More significantly, the researchers had no basis for modeling the endless spatial variability that actually exists in a forest. So there was no way to simulate a fire’s movement through clumpy, discontinuous trees and shrubs. There was also no way to model a crown fire, one that leaves the surface and moves up into the crowns of trees. These were significant and universally acknowledged shortcomings.
Fire research scientists throughout the world are working on developing more accurate surface-fire spread models, but at this point all of them are too complicated to be used in an operational system. The beauty of Rothermel’s model, says Butler, “is that it’s simple—it can be run quickly with a low-capability computer.”
(end of excerpt)
What made me think of Mr. Rothermel was a graphic distributed on Twitter today by the National Weather Service. It is a fancy, colorized version of the figure in his 1972 paper that depicts how heat is transferred in a fire.
But of course Mr.

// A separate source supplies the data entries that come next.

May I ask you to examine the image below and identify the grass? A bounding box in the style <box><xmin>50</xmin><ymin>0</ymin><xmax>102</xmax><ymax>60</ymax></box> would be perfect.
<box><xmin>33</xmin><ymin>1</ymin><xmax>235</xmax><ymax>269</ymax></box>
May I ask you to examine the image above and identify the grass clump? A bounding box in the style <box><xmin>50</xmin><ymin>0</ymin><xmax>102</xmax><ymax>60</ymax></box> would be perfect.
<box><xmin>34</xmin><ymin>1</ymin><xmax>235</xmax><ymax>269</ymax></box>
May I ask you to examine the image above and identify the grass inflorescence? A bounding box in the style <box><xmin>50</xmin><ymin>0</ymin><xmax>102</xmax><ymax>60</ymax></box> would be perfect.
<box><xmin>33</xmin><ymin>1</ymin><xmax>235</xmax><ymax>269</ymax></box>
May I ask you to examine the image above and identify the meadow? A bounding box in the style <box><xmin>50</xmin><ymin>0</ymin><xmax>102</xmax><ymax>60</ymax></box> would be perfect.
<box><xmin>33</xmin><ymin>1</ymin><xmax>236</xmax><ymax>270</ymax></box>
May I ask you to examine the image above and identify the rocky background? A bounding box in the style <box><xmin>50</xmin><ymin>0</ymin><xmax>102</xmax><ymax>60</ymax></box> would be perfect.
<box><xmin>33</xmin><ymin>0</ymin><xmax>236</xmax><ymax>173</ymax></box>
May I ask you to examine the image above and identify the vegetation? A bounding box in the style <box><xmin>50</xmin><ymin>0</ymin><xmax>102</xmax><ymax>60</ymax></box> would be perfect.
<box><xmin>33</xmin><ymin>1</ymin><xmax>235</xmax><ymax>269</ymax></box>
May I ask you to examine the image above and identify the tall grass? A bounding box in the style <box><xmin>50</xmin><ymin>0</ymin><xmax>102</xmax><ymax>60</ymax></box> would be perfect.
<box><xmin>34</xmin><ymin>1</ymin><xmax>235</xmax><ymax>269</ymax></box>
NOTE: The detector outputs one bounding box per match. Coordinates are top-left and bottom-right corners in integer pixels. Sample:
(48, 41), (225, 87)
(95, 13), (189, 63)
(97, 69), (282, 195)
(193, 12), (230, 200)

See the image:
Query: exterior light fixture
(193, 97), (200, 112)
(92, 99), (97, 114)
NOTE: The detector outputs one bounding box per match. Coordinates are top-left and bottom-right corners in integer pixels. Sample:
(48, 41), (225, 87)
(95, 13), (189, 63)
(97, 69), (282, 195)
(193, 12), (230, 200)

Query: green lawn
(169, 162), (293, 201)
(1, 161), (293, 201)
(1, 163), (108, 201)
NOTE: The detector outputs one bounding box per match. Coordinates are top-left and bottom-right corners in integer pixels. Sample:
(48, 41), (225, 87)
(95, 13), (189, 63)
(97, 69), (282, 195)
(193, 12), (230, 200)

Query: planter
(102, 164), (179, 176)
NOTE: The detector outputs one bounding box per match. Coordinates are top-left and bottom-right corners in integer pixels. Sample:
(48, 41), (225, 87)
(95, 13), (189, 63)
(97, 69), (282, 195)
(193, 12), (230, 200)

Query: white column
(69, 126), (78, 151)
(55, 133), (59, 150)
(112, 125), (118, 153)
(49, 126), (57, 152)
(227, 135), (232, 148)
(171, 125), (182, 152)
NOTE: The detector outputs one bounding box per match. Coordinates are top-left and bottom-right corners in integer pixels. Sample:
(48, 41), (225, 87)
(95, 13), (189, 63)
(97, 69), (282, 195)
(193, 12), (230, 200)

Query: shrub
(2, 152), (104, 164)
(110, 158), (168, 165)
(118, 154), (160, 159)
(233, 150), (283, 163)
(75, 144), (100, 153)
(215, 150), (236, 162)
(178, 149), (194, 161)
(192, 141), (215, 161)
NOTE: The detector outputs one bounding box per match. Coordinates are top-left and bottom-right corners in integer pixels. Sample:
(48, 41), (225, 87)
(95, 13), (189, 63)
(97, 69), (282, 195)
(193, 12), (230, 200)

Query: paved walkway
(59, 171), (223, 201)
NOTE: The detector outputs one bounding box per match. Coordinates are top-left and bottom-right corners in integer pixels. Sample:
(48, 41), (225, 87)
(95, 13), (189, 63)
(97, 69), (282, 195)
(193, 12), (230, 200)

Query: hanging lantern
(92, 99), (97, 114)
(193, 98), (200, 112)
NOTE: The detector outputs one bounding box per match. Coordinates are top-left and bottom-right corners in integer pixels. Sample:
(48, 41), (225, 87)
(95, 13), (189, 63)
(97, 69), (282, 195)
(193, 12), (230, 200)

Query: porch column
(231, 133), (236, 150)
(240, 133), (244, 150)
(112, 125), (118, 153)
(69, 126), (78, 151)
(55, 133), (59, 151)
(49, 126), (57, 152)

Rothermel’s contributions are far more complex than this graphic.
Below is a screenshot from his paper where he describes Propagating Flux, just one of many elements of his mathematical fire spread model.
And here is his summary of equations for the model:
Epilogue 1: The current administration has expressed a desire to zero-out the budget for the Joint Fire Science Program, the organization that published the 2008 article.
Epilogue 2: Mr. Rothermel was one of the 655 attendees at the Fire Continuum Conference in Missoula last month.